(In the context of the recent blasts in Karachi, noted columnist with Dawn Jawed Naqvi recalls the role of US imperialism in fuelling terror in the sub-continent and discusses the futility of allying with the US ‘war on terror.’)
Jawaharlal Nehru’s pledge of independence on 26th January 1930 can even today inspire any populist leader in South Asia, including of course Benazir Bhutto, who was the target of a devastating terrorist attack in Karachi on Thursday night.
There is a strange passage in the speech where Nehru says: “Compulsory disarmament has made us unmanly and the presence of an alien army of occupation, employed with deadly effect to crush in us the spirit of resistance, has made us think that we cannot look after ourselves or put up a defence against foreign aggression, or even defend our brothers and families from the attacks of thieves, robbers and miscreants.”
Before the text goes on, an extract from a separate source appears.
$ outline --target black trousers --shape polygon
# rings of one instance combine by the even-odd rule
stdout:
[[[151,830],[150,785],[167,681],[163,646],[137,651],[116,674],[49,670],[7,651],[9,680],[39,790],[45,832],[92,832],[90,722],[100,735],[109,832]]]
The point here is that if the proud people of India, on whose behalf Nehru was surely speaking, were made ‘unmanly’ because the colonial state took away their means of ‘resistance’ why did he not give those rights to the citizens in the evidently independent India? The answer perhaps lies in the fact that no state, colonial or post-colonial, is willing to see itself as an oppressor of its own subjects or citizens. On the contrary, it strives to take monopoly over the means of coercion, which it otherwise uses to subjugate the people.
Today as our native rulers continue to align themselves in the contrived battle between good and evil using points of reference that may be germane to US President George Bush but have the potential to spell disaster for our polity, there are serious questions that need to be asked. The most important of these is whether we really need American help and blessings to fight Al Qaeda and Taliban in our own backyard and if so for whose benefit? Why should we listen to Bush and not to Denis Healey, WW II veteran and ageing but still lucid Labour Party ideologue instead? Mr Healey was very clear in an interview on BBC last week that there was no military solution to what the Americans call terrorism. His counsel was to talk to terrorist leaders instead. “If to end terrorism we do not talk to its leaders who are we to talk to?” he asked
Ask any ruler from Pakistan to Bangladesh or from Afghanistan to Sri Lanka about the vision they nurture and they all want to transform their countries into moderate, liberal states. But look again. We were not doing too badly on that front. Afghanistan was not quite the basket case it became, breeding fundamentalist rebels. Nor was ISI hatching ‘mujahideen’ in Saudi and CIA-funded incubators at the behest of Zbigniew Brzezinski. And when Brzezinski was asked in the context of the Taliban why he had fanned religious extremism in Pakistan and Afghanistan, his cynical reply was: “What is more important — demise of the Soviet Union or a few stirred up Muslims?”
When a country like the United States mourns the loss of innocent lives, how hypocritical it sounds, as on other occasions it has no qualms about annihilating millions because it feels like it. There is a similar nightmare looming on our heads in the form of a wayward American president threatening to annihilate the entire planet with World War III? Is there anything to choose between mindless terrorism and well strategised imperialism?
We do not know whether Benazir Bhutto will go along with Denis Healey or George Bush in her promise to remove the forces of mediaeval barbarism in Pakistan. But she said something else on her arrival in Karachi that may hold the key to everyone’s security in the region. She spoke for the impoverished people of Pakistan, the underdogs. She will notice from Nehru’s speech in 1930 that not much has changed to improve their lot.
What Nehru said in his Poorna Swaraj speech has amazing relevance for Ms Bhutto today. “The tallest of us have to bend before the foreign authority. The rights of free expression of opinion and free association have been denied to us and many of our countrymen are compelled to live in exile abroad and cannot return to their homes.”
Given the conditions, it must have been suffocating for Nehru to denounce the forced disarming of Indians by their colonial masters, particularly so when he was speaking on behalf of Gandhi, the icon of non-violence. It is just as suffocating today. The choices are not too different.